Die strategische Zustimmung des Bauernverbandes zu diesem «strengsten Pestizidgesetz Europas» wich nach der Ablehnung der Agrarinitiativen an der Urne aber schon wieder heftiger Kritik. Trotzdem blieb der Bundesrat bei der Umsetzung standhaft und hielt seine Versprechen aus dem Abstimmungskampf. Mit den neuen, ab 2023 geltenden Bestimmungen weht nun ein anderer Wind: Die mit dem Einsatz von Pestiziden verbundenen Risiken sollen bis 2027 um 50 Prozent reduziert werden. Dazu sieht das Verordnungspaket «für sauberes Trinkwasser und eine nachhaltige Landwirtschaft» vor, dass Pestizide, deren Wirkstoffe ein hohes potenzielles Risiko aufweisen, ab 2023 grundsätzlich nicht mehr verwendet werden dürfen. Zudem werden finanzielle Anreize geschaffen, damit generell weniger Pestizide eingesetzt werden. Die Nährstoffverluste sollen bis 2030 um mindestens 20 Prozent reduziert werden. Dafür wird unter anderem ab 2024 die Toleranzgrenze von 10 Prozent abgeschafft, die bei der Berechnung der Düngerbilanz bisher gegolten hatte. Kraftfutter- und Düngerlieferungen sowie der Verkauf und die Verwendung von Pestiziden müssen künftig besser dokumentiert und kommuniziert werden. Mit dieser Datengrundlage sollen die Landwirtschaftsbetriebe ihre Betriebsbilanz verbessern und der Bund die weiteren Massnahmen zur Erreichung der Umweltziele effizienter gestalten können. Schliesslich müssen bis 2024 die gegenwärtig bestehenden 1,2 Prozent Biodiversitätsförderflächen auf Ackerland auf mindestens 3,5 Prozent erhöht werden. Bisher liegt der grösste Teil dieser Förderflächen in Randzonen, doch gerade im intensiv genutzten Ackerland sind sie für die Biodiversität besonders wichtig.

 

Rückzugsgefecht der Agrarkonzernlobby

Über die Wichtigkeit und Dringlichkeit dieser Massnahmen herrscht wissenschaftlicher Konsens und in weiten Kreisen der Bevölkerung sind sie unbestritten. Selbst der opportunistische Versuch der SVP, unter dem Vorwand des Krieges in der Ukraine die ökologischen Reformen zu stoppen, die Landwirtschaft weiter zu intensivieren und auch die Biodiversitätsförderflächen unter den Pflug zu nehmen, konnte deshalb die geplanten Massnahmen nicht verhindern.

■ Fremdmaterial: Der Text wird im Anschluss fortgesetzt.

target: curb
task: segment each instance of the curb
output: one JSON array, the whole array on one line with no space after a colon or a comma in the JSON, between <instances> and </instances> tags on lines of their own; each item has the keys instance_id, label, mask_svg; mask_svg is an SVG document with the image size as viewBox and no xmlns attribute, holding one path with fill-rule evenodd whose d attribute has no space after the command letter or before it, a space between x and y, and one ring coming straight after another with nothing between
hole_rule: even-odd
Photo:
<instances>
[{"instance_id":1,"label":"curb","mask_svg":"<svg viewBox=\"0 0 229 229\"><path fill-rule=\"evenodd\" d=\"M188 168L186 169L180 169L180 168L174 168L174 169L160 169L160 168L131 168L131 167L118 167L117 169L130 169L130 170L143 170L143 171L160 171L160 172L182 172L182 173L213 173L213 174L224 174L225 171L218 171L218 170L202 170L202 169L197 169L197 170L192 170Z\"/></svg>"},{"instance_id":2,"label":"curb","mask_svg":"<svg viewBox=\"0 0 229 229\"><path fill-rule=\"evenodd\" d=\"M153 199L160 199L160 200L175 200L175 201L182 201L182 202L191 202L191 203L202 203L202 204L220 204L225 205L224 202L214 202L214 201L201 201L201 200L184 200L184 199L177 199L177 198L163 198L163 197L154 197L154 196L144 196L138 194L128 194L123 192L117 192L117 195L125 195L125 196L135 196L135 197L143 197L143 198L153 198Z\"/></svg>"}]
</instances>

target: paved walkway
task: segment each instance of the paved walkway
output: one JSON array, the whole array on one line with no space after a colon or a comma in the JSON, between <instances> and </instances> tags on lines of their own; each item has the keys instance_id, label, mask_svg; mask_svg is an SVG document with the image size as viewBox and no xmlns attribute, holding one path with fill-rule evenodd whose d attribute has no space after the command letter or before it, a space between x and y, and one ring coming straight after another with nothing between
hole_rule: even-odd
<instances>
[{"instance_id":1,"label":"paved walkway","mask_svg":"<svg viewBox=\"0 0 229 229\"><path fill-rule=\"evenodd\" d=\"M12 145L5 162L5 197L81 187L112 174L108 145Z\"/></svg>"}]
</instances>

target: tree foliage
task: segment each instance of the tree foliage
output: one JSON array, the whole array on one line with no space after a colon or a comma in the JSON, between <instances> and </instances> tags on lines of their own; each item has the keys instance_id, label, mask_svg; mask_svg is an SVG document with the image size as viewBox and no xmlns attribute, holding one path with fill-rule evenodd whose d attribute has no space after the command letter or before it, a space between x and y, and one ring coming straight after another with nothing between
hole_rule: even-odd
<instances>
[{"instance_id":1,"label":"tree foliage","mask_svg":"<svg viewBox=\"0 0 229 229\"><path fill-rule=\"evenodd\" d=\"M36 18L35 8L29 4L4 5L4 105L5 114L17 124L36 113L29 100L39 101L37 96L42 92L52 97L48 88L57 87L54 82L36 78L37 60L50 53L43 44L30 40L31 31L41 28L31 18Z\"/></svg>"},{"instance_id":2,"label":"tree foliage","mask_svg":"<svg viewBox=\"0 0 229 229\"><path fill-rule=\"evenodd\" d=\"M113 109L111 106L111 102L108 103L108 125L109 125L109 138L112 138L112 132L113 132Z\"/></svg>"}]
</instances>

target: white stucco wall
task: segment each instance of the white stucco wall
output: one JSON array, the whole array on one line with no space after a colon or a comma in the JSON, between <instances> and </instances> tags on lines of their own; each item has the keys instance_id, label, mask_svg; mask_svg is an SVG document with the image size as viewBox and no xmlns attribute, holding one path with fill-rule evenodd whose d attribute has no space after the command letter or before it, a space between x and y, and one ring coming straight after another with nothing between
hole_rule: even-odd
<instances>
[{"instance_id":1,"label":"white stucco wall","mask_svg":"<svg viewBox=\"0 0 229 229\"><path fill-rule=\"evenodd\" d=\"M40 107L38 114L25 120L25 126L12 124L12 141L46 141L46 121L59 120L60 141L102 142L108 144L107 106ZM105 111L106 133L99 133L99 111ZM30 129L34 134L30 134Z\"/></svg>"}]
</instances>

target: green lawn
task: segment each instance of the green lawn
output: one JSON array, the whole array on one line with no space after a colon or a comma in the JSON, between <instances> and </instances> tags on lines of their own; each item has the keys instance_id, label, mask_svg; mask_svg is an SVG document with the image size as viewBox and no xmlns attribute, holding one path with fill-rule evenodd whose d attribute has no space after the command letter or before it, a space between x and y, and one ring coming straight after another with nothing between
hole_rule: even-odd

Die populistische Forderung nach einem Plan Wahlen 2.0 fand weder in der Bevölkerung noch beim Bundesrat Gehör.

 

Die intensive Produktion schädigt jetzt schon die Böden, Gewässer und Ökosysteme und gefährdet damit langfristig unsere Versorgungssicherheit. Nur wenn wir die natürlichen Ressourcen schonen, wird auch künftigen Generationen eine produzierende Landwirtschaft möglich sein. Die wortgetreue Umsetzung der parlamentarischen Initiative «Das Risiko beim Einsatz von Pestiziden reduzieren» ist ein weitreichender Erfolg auf diesem Weg.

 

Demgegenüber verkennt die Agrarkonzernlobby die Zeichen der Zeit und politisiert zunehmend an der Bevölkerung vorbei. Mit ihrer rückwärtsgewandten und kompromisslosen Politik konnte sie die grossen ökologischen Reformen in der Agrarpolitik zwar verhindern, doch der stete Wandel hin zu mehr Ökologie und Nachhaltigkeit lässt sich nicht aufhalten. Die laute und kompromisslose Politik der Agrarkonzerne und ihrer Vertreter in der Politik entpuppt sich deshalb zunehmend als Rückzugsgefecht.